The consumer goods giant Procter & Gamble is stepping up use of recycled plastic to package its leading products in Europe. P&G’s move comes as the Italian chemical firm Versalis begins developing a process for chemically recycling waste plastic and the UK’s Ineos unveils a system that will enable the recycling of 6.5 billion bottle caps. The moves are a response to increasing consumer concern about plastic pollution and strengthening European legislation aimed at limiting plastic waste.
P&G says it has established a 5-year partnership with the UK waste management firm Viridor to purchase enough recycled high-density polyethylene to make 200 million bottles for its Ariel brand of laundry detergent. The partnership will help P&G meet its commitment to have up to 50% recycled content in its Ariel bottles this year, the firm claims.
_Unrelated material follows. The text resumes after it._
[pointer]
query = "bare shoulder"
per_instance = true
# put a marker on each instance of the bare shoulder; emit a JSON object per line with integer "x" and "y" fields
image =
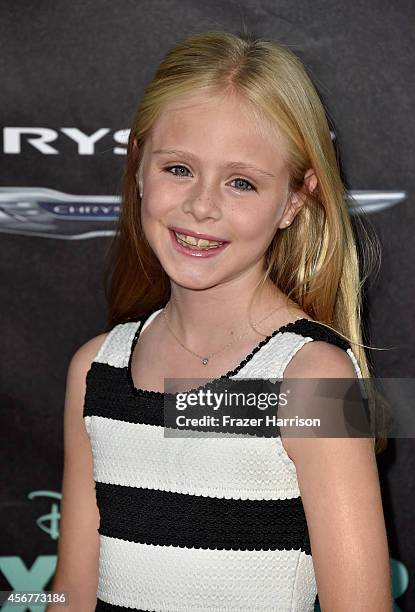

P&G will also test new recycled polyethylene terephthalate (PET) packaging for its Pantene hair care products in Europe, starting with the brand’s clear bottles. The PET maker Indorama Ventures will produce the recycled PET using a chemical process that degrades waste plastic into monomers and then converts them into polymer again.
“By committing to the use of this material, P&G is driving a new circular supply chain, creating an end market for recycled plastics,” Virginie Helias, P&G’s chief sustainability officer, says in a statement.
Separately, Versalis has launched a project, named HoopTM, to develop technology for chemically recycling waste plastic that cannot easily be mechanically recycled. Versalis is working with Servizi di Ricerche e Sviluppo, an Italian engineering firm that owns a pyrolysis technology the partners will adapt to recycling mixed plastic waste.
Versalis says it will build a plant with capacity to produce 6,000 metric tons per year of recycled plastic at its site in Mantova, Italy, with a view to introducing production at its sites across Italy.
Meanwhile, Ineos is partnering with Italy’s Forever Plast to recycle the polyethylene caps used on PET bottles. The partners have developed a grade of recycled polyethylene that mirrors the characteristics of Ineos’s virgin grades so that it is compatible with plastic molding machines. The partners claim this will enable the recycling of 6.5 billion bottle caps over the next five years.